Of course the word should have been "incurred" rather than "created," but this error could not have been misleading or prejudicial. (Hn 8) Bills, aggregating over $3,800, charged to Mrs. Hankins, and over $700 charged to her husband, were introduced in evidence. Mrs. Hankins *310 was an adult, and under Section 451, Code of 1942, could contract for the payment of such bills. Skehan v. Davidson Company, 164 Miss. 518, 145 So. 247; Montgomery Ward & Company v. Nickens, 203 Miss. 195, 33 So. 2d 815. The evidence was sufficient to show her personal liability to the extent of the charges against her. Besides these bills were paid by the sale of their joint property. They sold their car and other personal property and gave a deed of trust on their home to get money for that purpose. There was no prejudicial error on this account.

The instructions, both for the plaintiff and the defendant, informed the jury that it could not find for the plaintiff unless the bottle contained the foreign substance when it left the factory and was delivered to the Middleton Store. The defendant obtained instructions to the effect that if the jury believed that the defendant's method of manufacture was so efficient that the acid iron earth water could not get in the bottle before it was delivered to the Middleton Store, they should find for the defendant.

(Hn 9) The case was properly submitted to the jury. No prejudicial error appears in the record. The proof showed a substantial and painful injury, which, from the length of time which it has existed, warranted the jury in finding that it is permanent in character.

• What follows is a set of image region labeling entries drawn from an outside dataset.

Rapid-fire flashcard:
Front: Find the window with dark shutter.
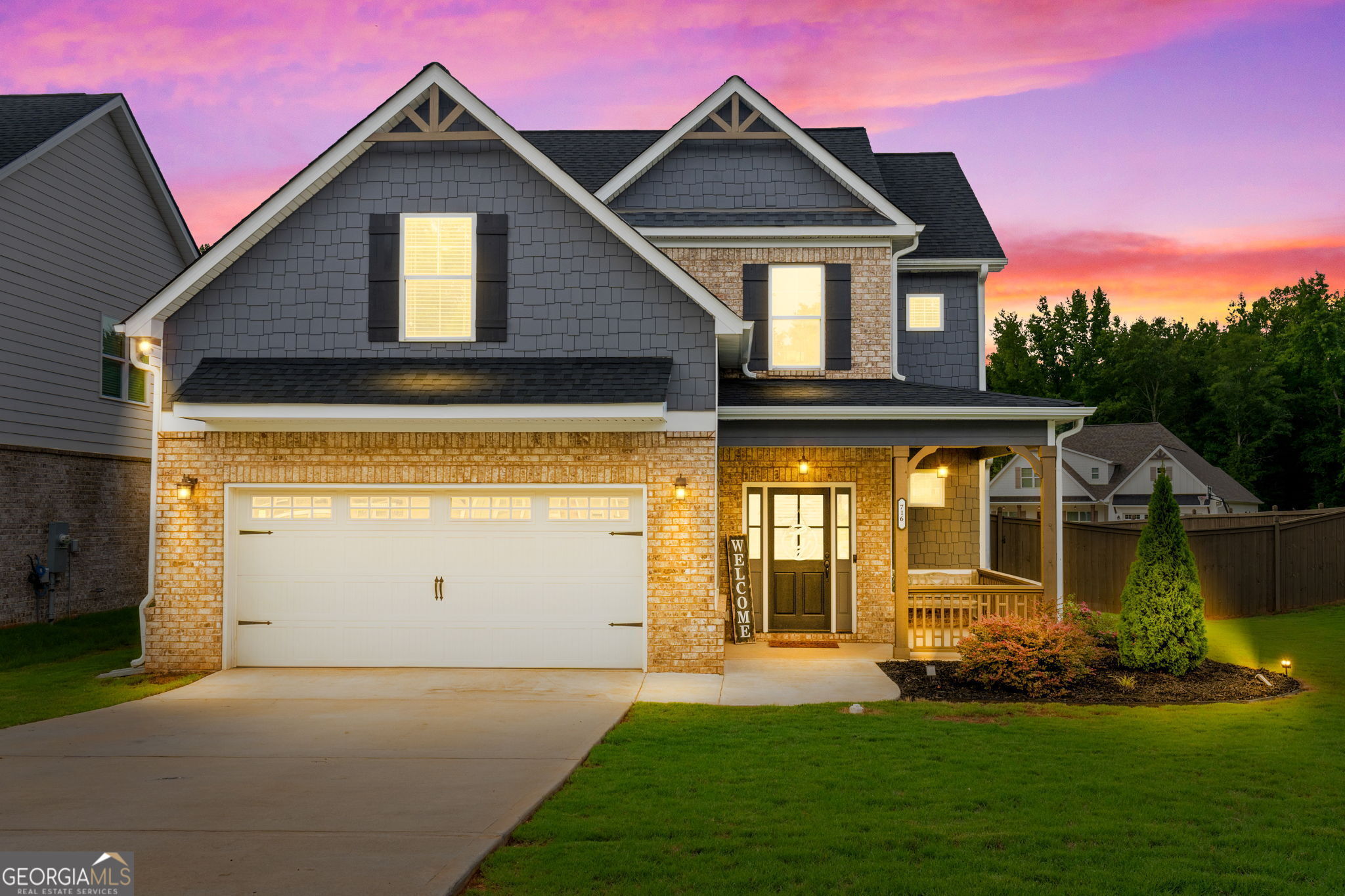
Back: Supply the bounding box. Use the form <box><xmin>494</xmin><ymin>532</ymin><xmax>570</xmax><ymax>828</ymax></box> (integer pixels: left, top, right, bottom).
<box><xmin>742</xmin><ymin>265</ymin><xmax>771</xmax><ymax>371</ymax></box>
<box><xmin>368</xmin><ymin>215</ymin><xmax>402</xmax><ymax>343</ymax></box>
<box><xmin>826</xmin><ymin>265</ymin><xmax>852</xmax><ymax>371</ymax></box>
<box><xmin>476</xmin><ymin>215</ymin><xmax>508</xmax><ymax>343</ymax></box>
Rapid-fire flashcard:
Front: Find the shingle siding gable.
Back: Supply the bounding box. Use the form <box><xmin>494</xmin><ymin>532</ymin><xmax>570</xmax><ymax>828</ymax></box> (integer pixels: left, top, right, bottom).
<box><xmin>165</xmin><ymin>142</ymin><xmax>716</xmax><ymax>411</ymax></box>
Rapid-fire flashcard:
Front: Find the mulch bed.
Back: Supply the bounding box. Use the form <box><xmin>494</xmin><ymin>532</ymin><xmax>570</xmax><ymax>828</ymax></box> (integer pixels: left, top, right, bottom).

It cannot be said here, on the proof, that the amount is so excessive as to be shocking to the conscience or evincing passion or prejudice.

It follows therefore that the cause ought to be, and is, affirmed.

Affirmed.

McGehee, C.J., and Hall, Holmes and Ethridge, JJ. concur.

*311 McGEHEE, C.J., Separate Concurring Opinion.

I am not in full accord with the conclusion of the other four judges in regard to the point mentioned in paragraph 18 of the main opinion herein, and I am of the opinion that the plaintiffs should have made a full disclosure in response to the motion and order for a bill of particulars, since the declaration did not clearly charge that the bottle of coca cola contained sulphuric acid, and it is readily understandable to me that the counsel for the defense may not have deduced from what was alleged in the declaration that it was intended to be charged that the bottle contained sulphuric acid. However, I do not feel justified in dissenting from the contrary views of the other four judges who think there was no reversible error in the action of the trial court in ruling on the point in question. Then too, I am fully confident that if the case should be passed on by the entire membership of the Court the same result would be reached as that favored by the other four judges who participated in the decision. I therefore concur in the affirmance of the case.